Finally, a note on optimisations. We obviously cannot consider all possible cylinders, as there are an infinite number. As noted above, as both real and simulated data has the same space and time locations (though perhaps with the link between space and time "permuted") if two cylinders contain the same events, then they will always return the same likelihood. Thus we need only consider cylinders which contain one point each, then cylinders which contain 2 points each, and so forth. We also limit cylinders to not be above a certain size, or to contain too much of the data.

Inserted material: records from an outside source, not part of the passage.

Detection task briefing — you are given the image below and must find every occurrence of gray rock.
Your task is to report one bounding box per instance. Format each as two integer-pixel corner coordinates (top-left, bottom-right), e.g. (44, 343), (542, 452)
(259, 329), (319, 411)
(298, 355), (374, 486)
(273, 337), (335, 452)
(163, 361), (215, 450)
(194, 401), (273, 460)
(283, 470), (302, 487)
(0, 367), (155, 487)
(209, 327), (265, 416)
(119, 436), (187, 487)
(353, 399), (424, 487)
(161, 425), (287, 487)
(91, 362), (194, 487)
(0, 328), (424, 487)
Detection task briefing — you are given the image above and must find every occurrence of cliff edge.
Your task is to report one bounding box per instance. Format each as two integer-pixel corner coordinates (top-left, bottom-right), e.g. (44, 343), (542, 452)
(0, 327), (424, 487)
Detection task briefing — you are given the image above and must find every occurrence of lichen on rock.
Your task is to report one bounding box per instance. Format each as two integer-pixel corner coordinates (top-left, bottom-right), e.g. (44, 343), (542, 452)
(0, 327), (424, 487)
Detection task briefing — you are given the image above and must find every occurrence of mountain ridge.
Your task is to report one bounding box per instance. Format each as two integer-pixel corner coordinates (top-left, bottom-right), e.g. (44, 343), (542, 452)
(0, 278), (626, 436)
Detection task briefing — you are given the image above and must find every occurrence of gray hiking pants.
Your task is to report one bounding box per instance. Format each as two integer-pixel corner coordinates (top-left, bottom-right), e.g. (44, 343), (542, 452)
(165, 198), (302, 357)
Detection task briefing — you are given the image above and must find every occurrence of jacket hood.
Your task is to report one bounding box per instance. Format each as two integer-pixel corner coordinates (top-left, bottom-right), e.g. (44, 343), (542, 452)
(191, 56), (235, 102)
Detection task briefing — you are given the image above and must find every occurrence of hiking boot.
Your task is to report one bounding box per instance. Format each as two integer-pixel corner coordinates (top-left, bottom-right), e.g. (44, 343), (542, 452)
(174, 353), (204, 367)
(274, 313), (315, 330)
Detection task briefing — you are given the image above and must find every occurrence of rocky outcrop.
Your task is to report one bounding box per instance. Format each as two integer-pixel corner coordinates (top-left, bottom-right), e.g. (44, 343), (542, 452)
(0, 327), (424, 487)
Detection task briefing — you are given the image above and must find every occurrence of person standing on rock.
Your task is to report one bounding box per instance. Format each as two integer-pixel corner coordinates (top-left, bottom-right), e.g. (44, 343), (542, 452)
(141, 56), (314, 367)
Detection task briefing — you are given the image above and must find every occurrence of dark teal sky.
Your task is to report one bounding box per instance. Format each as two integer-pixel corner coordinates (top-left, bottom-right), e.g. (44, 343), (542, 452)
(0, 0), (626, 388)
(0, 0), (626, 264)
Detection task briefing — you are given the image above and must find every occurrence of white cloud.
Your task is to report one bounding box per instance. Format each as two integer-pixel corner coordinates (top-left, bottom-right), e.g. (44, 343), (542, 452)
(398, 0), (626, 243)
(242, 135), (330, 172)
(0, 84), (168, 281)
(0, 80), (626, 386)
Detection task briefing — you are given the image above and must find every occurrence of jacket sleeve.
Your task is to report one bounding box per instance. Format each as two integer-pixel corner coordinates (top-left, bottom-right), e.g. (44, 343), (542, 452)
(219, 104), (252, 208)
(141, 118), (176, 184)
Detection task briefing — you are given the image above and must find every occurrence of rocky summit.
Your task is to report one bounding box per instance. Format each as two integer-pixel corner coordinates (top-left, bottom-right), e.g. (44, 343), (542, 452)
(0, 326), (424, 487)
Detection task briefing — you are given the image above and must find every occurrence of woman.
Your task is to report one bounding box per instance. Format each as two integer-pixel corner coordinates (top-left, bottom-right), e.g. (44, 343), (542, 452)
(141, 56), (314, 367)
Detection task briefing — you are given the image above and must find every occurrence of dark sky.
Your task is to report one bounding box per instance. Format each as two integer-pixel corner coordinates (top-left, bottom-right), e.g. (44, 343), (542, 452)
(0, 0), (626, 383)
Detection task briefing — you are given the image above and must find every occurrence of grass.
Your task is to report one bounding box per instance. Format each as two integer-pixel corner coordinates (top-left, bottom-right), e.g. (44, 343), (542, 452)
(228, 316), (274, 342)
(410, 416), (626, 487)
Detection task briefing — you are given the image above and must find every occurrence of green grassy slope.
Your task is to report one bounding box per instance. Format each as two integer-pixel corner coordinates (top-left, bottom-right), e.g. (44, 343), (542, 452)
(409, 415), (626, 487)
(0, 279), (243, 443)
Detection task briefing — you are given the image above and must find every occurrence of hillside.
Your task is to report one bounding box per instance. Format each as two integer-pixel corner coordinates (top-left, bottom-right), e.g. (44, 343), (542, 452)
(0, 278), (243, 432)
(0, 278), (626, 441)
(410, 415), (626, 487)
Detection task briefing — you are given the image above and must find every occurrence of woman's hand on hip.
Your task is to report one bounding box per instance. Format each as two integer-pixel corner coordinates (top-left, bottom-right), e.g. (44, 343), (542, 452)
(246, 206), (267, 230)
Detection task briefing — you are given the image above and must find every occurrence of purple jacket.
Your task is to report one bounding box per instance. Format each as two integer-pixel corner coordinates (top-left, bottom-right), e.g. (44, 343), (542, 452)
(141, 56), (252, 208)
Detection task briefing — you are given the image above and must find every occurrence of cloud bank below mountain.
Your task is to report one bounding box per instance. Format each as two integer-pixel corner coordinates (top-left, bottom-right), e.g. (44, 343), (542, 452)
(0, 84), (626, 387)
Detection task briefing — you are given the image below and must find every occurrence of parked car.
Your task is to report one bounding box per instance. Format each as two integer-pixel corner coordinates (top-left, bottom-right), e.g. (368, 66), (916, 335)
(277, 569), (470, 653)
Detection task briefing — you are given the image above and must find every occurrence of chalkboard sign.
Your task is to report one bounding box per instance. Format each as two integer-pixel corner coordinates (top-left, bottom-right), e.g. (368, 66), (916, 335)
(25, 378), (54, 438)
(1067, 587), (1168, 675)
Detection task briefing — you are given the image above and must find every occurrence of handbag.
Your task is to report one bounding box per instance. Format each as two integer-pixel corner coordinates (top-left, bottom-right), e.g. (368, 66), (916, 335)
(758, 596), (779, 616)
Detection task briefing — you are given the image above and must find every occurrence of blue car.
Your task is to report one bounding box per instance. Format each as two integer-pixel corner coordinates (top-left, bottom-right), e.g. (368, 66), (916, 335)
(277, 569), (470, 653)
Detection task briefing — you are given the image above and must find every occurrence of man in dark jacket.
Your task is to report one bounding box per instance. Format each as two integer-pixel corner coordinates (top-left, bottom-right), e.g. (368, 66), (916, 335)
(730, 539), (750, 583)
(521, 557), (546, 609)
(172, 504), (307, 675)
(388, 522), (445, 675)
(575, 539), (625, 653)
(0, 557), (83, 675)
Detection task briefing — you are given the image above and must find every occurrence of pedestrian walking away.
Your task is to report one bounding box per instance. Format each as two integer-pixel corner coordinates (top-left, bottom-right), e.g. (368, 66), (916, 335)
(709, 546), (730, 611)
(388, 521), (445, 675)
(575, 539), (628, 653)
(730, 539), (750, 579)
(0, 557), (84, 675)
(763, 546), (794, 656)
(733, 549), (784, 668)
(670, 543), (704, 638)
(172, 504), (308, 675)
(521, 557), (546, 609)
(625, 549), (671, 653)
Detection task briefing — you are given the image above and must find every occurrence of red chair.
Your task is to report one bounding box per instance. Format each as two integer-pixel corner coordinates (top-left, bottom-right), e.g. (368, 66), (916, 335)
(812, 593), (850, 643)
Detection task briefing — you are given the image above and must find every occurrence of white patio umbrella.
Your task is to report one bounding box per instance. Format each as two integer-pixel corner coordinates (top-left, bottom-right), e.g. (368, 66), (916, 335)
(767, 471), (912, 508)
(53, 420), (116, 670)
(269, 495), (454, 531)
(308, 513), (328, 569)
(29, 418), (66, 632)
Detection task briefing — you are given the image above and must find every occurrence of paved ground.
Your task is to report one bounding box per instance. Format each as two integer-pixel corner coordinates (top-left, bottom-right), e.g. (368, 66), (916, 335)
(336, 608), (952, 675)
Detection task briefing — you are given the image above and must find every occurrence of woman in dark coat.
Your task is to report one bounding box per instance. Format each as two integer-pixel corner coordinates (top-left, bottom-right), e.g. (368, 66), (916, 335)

Prospective vs Retrospective analysis

We follow (2). For a "prospective" analysis, we only consider space/time cylinders where time extends up to the present. For a retrospective analysis, one would look at all time intervals; but we shall not implement this option here.

The default settings in (2) are to apply some limits:

  • No space disk should contain more than 50% of the population of events
  • No space disk should have a radius of over x metres (x=3000 by default)
  • No time interval should be more than 50% of the total time (or specify a maximum length).
  • For a prospective analysis, we look at a time unit of days (so bin the timestamps into days) and look at time cylinders of length 1, 2, ..., 7 days (starting from now, as this is a propsective analysis).
  • Only report clusters with a certain cutoff $p$-value. This seems to vary (by default) in (2) with the number of monte carlo replications performed (so that adding more monte carlo replications, which leads to a higher resolution in the estimated $p$-value, also in general leads to more clusters being detected).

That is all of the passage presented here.